Following the market-wide correction on Tuesday, June 8, the Ethereum (ETH) price came crashing down under $2500 and has been consolidating for a while. At press time, ETH is trading at a price of $2458 with a market cap of $282 billion.
Let’s take a look at some of the indicators that suggest the bearish or thew bullish momentum going ahead. There have been some on-chain indicators that suggest Ethereum capitulation going ahead. During this recent correction, the exchange inflows for ETH have shot up which shows signs of strong capitulation going ahead.

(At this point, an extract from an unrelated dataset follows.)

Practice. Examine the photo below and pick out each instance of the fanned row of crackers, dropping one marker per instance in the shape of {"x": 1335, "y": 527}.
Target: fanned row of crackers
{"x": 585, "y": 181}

On the other hand, it shows that the weighted social sentiment for Ethereum (ETH) is currently very low. The social sentiment seems very bearish as of now, however, any further price correction could be limited as of now. If the weighted social sentiment remains negative for a very long time, we could possibly be seeing some strong capitulation going ahead.
Since hitting its all-time high in mid-May, the ETH address activity has been on a decline over the last few weeks. This lack of interaction is certainly another major bearish concern for the Ethereum (ETH) investors. Similarly, Ethereum’s NVT value aka token circulation has been on a decline since this month. “Our NVT model is showing its first bearish bar since April, 2020,” reports Santiment.
Some Bullish Indicator for ETH Investors
The ETH whales haven’t budged as of now as the price continues to oscillate around the mid-$2000 levels. Ethereum whale addresses holding between 1,000 and 100,000 ETH tokens continue to hold their purchases further with strong conviction.
The BitMEX contract funding rate for Ethereum went negative for the very first time in over a year. This is clearly a sign of crowd fear as of now, but Santiment thinks that it is ultimately a bullish sign because since the market is in fear, the crypto asset is fundamentally bullish.